Generated output for a table with engine, ordering, partitioning, codec, and projections:

from datetime import date
from sqlalchemy.orm import DeclarativeBase, Mapped, mapped_column
from dbwarden.databases.clickhouse import CHTableMeta, CHColumnMeta, ChEngineSpec, ProjectionSpec, ch

class Base(DeclarativeBase):
    pass

class Event(Base):
    __tablename__ = "events"

    id: Mapped[int] = mapped_column(Int64, primary_key=True)
    event_date: Mapped[date] = mapped_column(Date)
    payload: Mapped[str] = mapped_column(String)
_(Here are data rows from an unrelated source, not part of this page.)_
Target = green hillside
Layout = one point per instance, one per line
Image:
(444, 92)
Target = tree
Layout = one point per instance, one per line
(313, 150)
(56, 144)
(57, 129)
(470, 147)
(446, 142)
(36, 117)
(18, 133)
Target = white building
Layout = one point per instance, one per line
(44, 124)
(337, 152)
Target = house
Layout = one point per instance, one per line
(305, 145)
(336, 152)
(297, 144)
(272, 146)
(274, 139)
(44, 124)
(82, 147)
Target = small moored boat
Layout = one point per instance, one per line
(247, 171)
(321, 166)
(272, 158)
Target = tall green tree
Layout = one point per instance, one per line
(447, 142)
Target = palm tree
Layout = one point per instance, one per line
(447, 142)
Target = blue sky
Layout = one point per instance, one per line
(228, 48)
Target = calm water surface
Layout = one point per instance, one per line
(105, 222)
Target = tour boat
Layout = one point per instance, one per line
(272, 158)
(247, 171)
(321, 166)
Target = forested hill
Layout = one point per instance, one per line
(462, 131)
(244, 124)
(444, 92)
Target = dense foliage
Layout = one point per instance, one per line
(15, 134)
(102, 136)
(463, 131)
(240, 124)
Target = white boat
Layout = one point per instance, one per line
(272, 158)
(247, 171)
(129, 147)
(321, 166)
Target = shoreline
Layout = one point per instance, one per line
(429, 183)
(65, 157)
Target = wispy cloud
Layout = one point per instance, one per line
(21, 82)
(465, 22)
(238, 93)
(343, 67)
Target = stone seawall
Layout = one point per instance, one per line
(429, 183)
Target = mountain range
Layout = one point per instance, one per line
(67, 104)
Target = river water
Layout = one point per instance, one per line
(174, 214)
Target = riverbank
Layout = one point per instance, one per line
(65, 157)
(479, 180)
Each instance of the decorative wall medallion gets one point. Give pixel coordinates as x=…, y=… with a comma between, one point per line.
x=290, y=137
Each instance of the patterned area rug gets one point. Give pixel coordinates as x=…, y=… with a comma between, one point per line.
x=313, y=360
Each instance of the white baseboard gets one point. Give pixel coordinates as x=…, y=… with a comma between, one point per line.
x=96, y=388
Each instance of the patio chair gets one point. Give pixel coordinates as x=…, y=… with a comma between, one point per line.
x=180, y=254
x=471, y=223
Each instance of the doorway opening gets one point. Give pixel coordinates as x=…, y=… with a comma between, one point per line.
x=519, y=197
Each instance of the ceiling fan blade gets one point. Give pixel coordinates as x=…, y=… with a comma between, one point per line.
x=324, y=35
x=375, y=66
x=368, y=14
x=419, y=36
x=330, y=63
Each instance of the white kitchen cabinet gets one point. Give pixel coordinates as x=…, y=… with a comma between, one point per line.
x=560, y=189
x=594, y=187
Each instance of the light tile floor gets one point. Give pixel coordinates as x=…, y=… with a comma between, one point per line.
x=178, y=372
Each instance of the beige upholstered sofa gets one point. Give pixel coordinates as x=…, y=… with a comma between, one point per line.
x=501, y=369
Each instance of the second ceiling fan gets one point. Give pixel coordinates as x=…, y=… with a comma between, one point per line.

    class Meta(CHTableMeta):
        ch_engine = ChEngineSpec("MergeTree")
        ch_order_by = ["event_date", "id"]
        ch_partition_by = "toYYYYMM(event_date)"
        ch_ttl = ["event_date + toIntervalYear(1)"]
        ch_settings = {"index_granularity": "8192"}
        ch_projections = [
            ProjectionSpec("by_date", "SELECT event_date, sum(amount) GROUP BY event_date"),
        ]

        class payload(CHColumnMeta):
            ch = ch.field(codec="ZSTD(3)")

Safety Classification

DBWarden classifies migration changes using the Safety enum:

from dbwarden.engine.safety import Safety

assert Safety.SAFE == "SAFE"
assert Safety.INFO == "INFO"
assert Safety.WARN == "WARN"
assert Safety.CRITICAL == "CRITICAL"

The following ClickHouse-specific safety classifiers are available for custom analysis:

from dbwarden.engine.safety import (
    classify_ch_column_change,
    classify_ch_options_change,
    classify_ch_safety,
)
Change Type Severity Flag Required
Add column INFO None
Drop column WARNING --force
Change column type (ch_type) CRITICAL --force
Change column codec WARN None
Change column default WARN None
Change column TTL WARN None
Change LowCardinality / Nullable CRITICAL --force
Change engine CRITICAL --force
Change order by CRITICAL --force
Change partition by WARN --force
Change sample by INFO None
Change TTL INFO None
Change settings WARN --force
Change object type CRITICAL --force
Change dictionary layout / source / lifetime WARN --force
Add projection INFO None
Drop projection WARNING --force
Add skip index INFO None
Drop skip index WARNING --force
Add materialized view INFO None
Drop materialized view CRITICAL --force

Verification Workflow

Because ClickHouse diverges from standard SQL DDL, always review auto-generated migrations before applying:

$ dbwarden make-migrations -d analytics
$ dbwarden migrate -d analytics

Use dbwarden make-migrations --plan -d analytics to preview the ops without writing files.

See models.md for detailed ClickHouse model examples and Modeling Guide for a complete walkthrough.